Michael Howard the Security Guy - mikehow@
Good quote: "The problem with that... aside from the lawsuits." :-)
He's spent the first few minutes talking about security as requiring a pragmatist's mindset. Essentially, you can't secure everything and if you could you couldn't use it.
"Everyone has security problems... You're either going to do something about it or nothing."
"Reliability is dead easy. It's man versus machine. Security is man versus man."
On the SDL: "Spin it a spiral, send it down a waterfall, or slap Agile on it..." :-)
Security Training is required for new hires. A question from the gallery was can an ISV take the class. Mike's response was "if you sign the NDA, sure. I wouldn't have a problem with anyone in this room taking the class."
Threat Modeling is all about design issues. It's looking at design prior to implementation to see what possible security risks it has.

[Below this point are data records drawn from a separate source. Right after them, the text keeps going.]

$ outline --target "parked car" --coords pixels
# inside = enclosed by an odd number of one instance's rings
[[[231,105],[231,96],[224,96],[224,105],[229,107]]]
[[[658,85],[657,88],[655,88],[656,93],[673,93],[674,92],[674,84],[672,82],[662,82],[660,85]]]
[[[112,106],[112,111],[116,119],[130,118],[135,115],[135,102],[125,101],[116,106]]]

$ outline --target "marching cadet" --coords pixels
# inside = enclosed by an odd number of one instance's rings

This guy's got great quotes. "I heard a pundit say that this industry will only get better when we have better tools. No. This industry will only get better when we don't have monkeys programming."
He's a firm believer that tools help, but they're not the end-all. Couldn't have said it better myself. One tool they do use extensively is check-in policies.
SAL - the Standard Annotation Language. It's using annotations for checking latter in testing and security. The idea is that if you annotate the header files and the tools start reflecting information from it while testing. Kind of an interesting way to handle testing.
Just thinking out loud here... You could write code to do something like:
* @assertEquals this(2, 2), 4
Then the testing framework can build its tests based on the inflection. Might be interesting.
In order to add things to the SDL it has to demonstrate that it could have prevented 5 bugs.
His blog is blogs.msdn.com/michael_howard.
He made the assertion that Apache is getting worse with their bug introduction. And that it's the most hacked server on the Internet. Personally, I think that's disingenuous as it's also the most prevalent server on the Internet.